Kremlin's man wins Chechen presidential vote
Akhmad Kadyrov, a one-time secessionist rebel who switched sides, was poised for victory in an election whose outcome was a foregone conclusion. Kremlin officials are sure to trumpet it as a big step towards normalising life in the mainly Muslim region.
Russia has battled separatist fighters in the region on and off for nine years with the loss of tens of thousands of lives.
With all real rivals having quit the race, preliminary results showed Kadyrov had won 81.1 percent of the 70 per cent of votes counted from Sunday's poll in the war-devastated territory on Russia's mountainous southern fringes.

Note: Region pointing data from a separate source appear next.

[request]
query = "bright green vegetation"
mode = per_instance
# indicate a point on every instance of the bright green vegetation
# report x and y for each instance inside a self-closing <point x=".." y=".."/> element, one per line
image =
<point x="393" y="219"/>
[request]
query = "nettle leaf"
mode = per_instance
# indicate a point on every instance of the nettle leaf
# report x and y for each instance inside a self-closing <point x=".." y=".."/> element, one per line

"Kadyrov is on the lead and we can already say it is impossible for others to catch up," Abdul-Kerim Arsakhanov, head of Chechnya's electoral commission, told reporters.
President Vladimir Putin, in comments before the election but made public only on Monday, said he hoped Kadyrov, if elected, would use his past rebel links to good effect.

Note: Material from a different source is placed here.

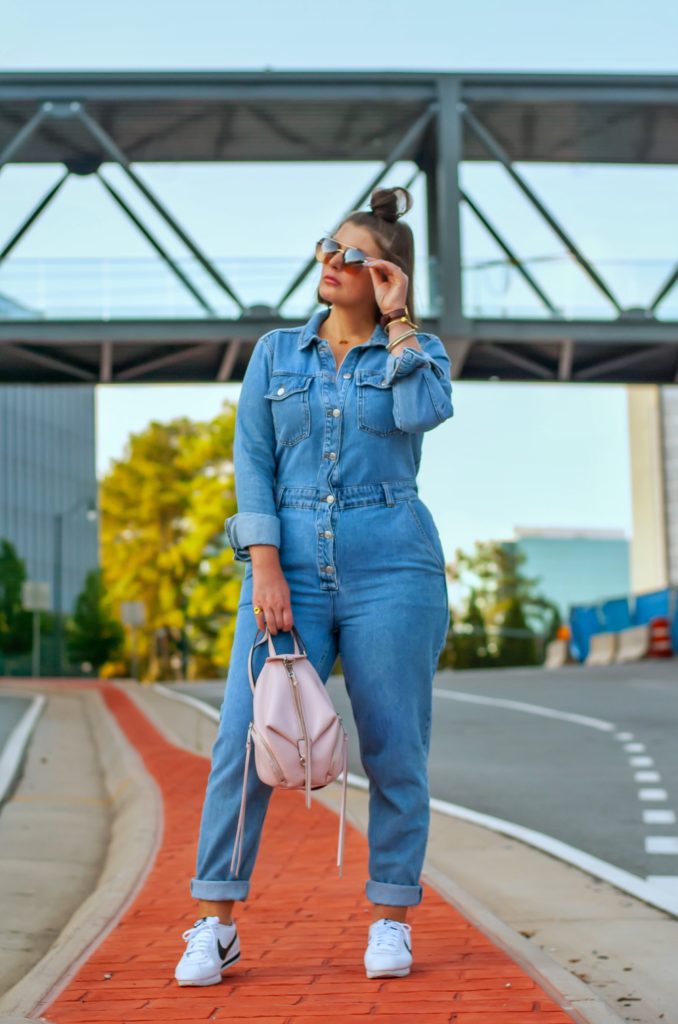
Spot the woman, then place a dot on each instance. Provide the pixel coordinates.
(337, 543)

"I hope that his contacts with these people (the rebels) who are still opposing us in Chechnya and his influence on them will be positive," he told the New York Times in remarks appearing on the Kremlin Web site.
The elections passed off peacefully with no major incidents.

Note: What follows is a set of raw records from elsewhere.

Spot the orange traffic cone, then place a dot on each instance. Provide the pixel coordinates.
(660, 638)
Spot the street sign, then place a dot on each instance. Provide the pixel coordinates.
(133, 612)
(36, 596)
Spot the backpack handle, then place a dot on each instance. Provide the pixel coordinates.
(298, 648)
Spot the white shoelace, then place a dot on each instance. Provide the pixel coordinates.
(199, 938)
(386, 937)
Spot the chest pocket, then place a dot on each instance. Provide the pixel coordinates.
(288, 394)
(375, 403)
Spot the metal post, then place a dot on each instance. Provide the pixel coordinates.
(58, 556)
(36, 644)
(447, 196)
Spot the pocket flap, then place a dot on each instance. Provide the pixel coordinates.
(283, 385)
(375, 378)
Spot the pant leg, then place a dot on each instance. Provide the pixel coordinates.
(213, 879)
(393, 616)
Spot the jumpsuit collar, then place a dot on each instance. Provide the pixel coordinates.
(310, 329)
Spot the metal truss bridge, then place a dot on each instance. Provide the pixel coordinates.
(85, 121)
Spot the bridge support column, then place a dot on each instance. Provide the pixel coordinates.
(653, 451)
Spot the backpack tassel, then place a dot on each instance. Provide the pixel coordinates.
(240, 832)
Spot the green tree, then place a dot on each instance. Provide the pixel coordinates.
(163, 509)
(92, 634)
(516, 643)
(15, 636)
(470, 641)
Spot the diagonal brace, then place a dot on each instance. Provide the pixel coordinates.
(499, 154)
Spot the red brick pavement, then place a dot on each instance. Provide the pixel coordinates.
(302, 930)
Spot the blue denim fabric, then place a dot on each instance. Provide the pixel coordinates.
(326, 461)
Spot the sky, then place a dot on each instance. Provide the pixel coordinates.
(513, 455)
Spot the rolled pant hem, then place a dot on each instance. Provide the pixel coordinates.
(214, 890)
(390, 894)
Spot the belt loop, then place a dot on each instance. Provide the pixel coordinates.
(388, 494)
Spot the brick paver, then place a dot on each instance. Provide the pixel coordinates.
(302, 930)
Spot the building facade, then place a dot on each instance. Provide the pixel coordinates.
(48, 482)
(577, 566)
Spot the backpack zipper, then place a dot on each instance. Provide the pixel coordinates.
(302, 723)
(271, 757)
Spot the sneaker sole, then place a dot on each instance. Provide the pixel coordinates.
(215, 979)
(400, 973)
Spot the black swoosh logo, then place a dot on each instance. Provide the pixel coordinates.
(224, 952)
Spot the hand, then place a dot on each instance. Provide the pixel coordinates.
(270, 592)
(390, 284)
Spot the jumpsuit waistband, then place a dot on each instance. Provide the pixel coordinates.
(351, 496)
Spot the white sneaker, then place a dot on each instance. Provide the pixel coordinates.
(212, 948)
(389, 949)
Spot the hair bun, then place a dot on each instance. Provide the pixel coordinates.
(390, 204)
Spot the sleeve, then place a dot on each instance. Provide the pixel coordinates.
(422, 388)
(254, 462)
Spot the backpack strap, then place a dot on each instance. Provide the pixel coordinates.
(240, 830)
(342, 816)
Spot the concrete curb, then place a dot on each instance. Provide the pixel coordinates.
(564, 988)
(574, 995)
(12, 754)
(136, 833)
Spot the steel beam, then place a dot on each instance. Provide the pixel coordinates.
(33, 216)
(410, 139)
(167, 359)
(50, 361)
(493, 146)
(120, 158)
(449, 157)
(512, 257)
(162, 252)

But the separatist guerrillas who harry Russian troops by day and night in Chechnya and whose women fighters have staged suicide attacks even in Moscow have vowed to fight on.
They dismiss the election as pointless and say the fight goes on to end Russian dominance and turn their homeland into an independent state.
And many Russian commentators have expressed doubts the election will bring a quick end to the bloodshed which has often spread far beyond Chechnya's borders.